Pentagon general counsel Jeh C. Johnson recently created a stir on the left with a speech he gave on January 13 for “Martin Luther King Observance Day” (apparently, the Pentagon has to do everything differently) where, after impassioned reflection on King’s legacy (and impassioned connection of himself with that legacy–apparently, he went to college with MLK III and they are longtime friends), he suggested that, although King opposed the Vietnam War, he would support the wars in Iraq and Afghanistan:
I believe that if Dr. King were alive today, he would recognize that we live in a complicated world, and that our Nation’s military should not and cannot lay down its arms and leave the American people vulnerable to terrorist attack
He went on to mention King’s evocation of the Parable of the Good Samaritan in his final speech, suggesting that the soldiers occupying those countries are living according to King’s and Jesus’ dictate.
This provoked predictable outrage on the left, many of them jumping to proclaim that, of course, King would oppose the wars (citing King’s Beyond Vietnam speech).
My own reaction is different. While Johnson’s proclamation is utterly fatuous, I don’t give a crap what Dr. King would think. I am sick of the obligatory genuflection that so many bien pensants engage in on at least an annual basis.
There is no other figure in history, except Jesus, who is paid such constant, sycophantic tribute by American progressives; indeed, I would wager that all other historical figures put together don’t get as much mention as King.
Martin Luther King died 42 years ago. There is no way to tell what he would think now or, if he was still alive, whether his opinion would count for a hill of beans. Certainly, nobody cares about the opinions of the lesser inheritors of the civil rights mantle.

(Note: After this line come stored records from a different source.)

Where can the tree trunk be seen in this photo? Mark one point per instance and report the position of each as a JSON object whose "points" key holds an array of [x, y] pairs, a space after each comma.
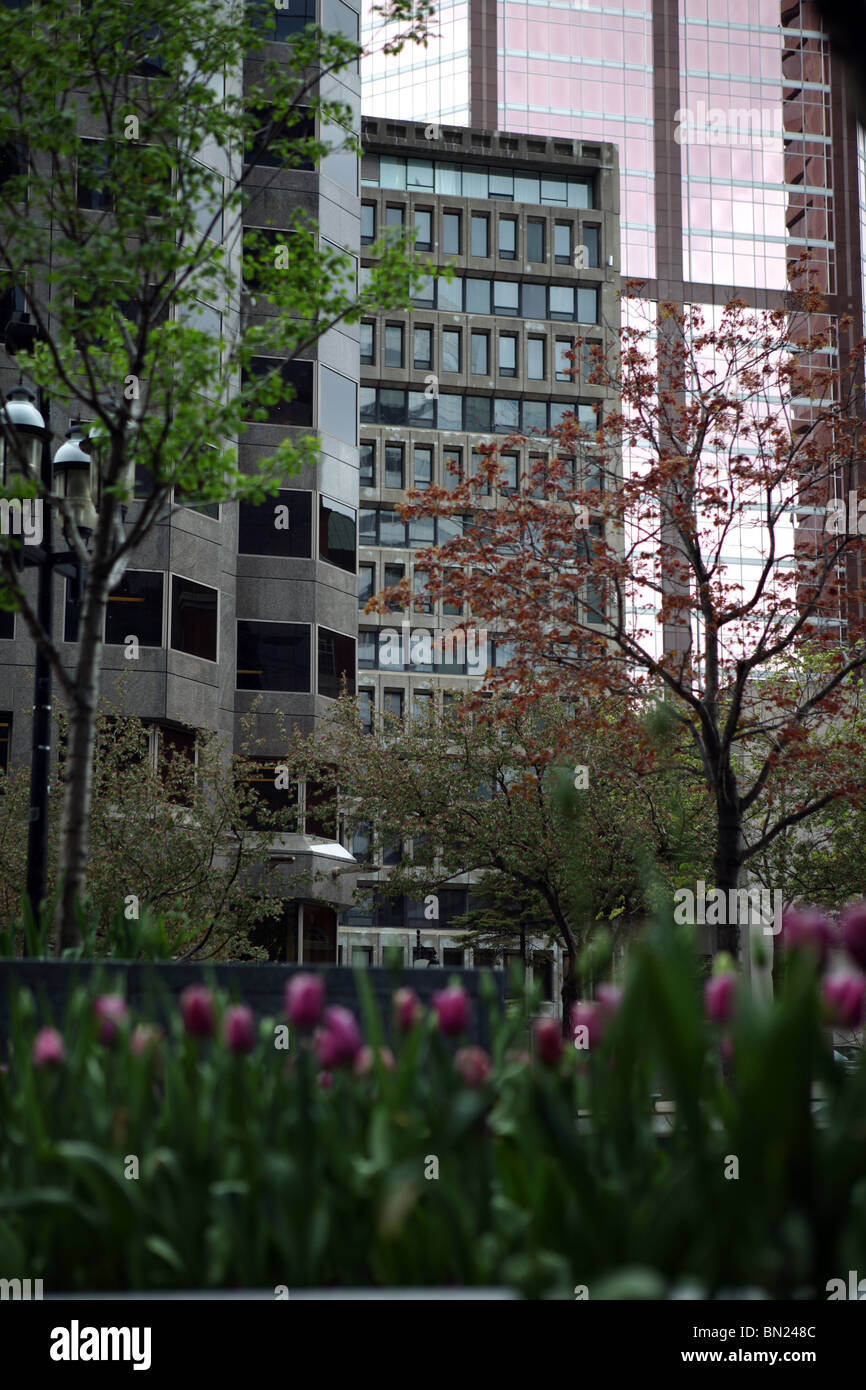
{"points": [[75, 816], [727, 859]]}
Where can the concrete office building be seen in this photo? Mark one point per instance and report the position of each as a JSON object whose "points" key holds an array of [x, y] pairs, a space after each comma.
{"points": [[227, 608], [477, 359]]}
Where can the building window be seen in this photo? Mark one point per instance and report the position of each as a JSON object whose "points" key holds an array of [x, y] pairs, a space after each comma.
{"points": [[423, 220], [420, 597], [281, 526], [295, 374], [394, 218], [451, 295], [423, 349], [480, 235], [367, 344], [366, 704], [452, 469], [394, 345], [270, 142], [480, 364], [423, 466], [591, 243], [6, 737], [281, 24], [535, 241], [562, 243], [508, 238], [392, 704], [273, 656], [477, 296], [394, 574], [451, 349], [562, 302], [367, 464], [366, 584], [565, 367], [587, 306], [193, 617], [135, 609], [337, 524], [335, 663], [451, 234], [508, 355], [506, 296], [535, 359], [338, 407], [394, 466]]}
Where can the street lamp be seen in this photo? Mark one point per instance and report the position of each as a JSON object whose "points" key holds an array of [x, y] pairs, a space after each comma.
{"points": [[25, 439]]}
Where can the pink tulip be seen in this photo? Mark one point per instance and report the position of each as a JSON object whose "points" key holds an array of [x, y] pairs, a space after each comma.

King was a hero and he made the ultimate sacrifice for his cause (he was quite obviously aware of the risk). It is, I think, no disservice to his memory to point out that he is, with the exception of Rosa Parks (no disrespect intended to her, either), the most overinvoked (by Americans) activist ever.
It is a species of magical thinking to believe that, if King were alive, he would have some special wisdom to share that would dissolve our problems away. The world is bewilderingly complex, and the impulse to seek the shelter of the iconic figures of the past is natural, but it is not remotely helpful.
Actually, the “What would Dr. King say” line of thought is far more pernicious than simply some nostalgic notion that the great people of the past dispose of all wisdom. It is a species of political and moral cowardice (this piece is inspired in part by this post from Ta-Nehisi Coates). King has been made into a plaster saint, whose dicta must perforce be treated with reverence by the entire political spectrum (witness conservative invocation of “the content of our character”); once we wrap an argument in the cloak of King, then it must be accepted.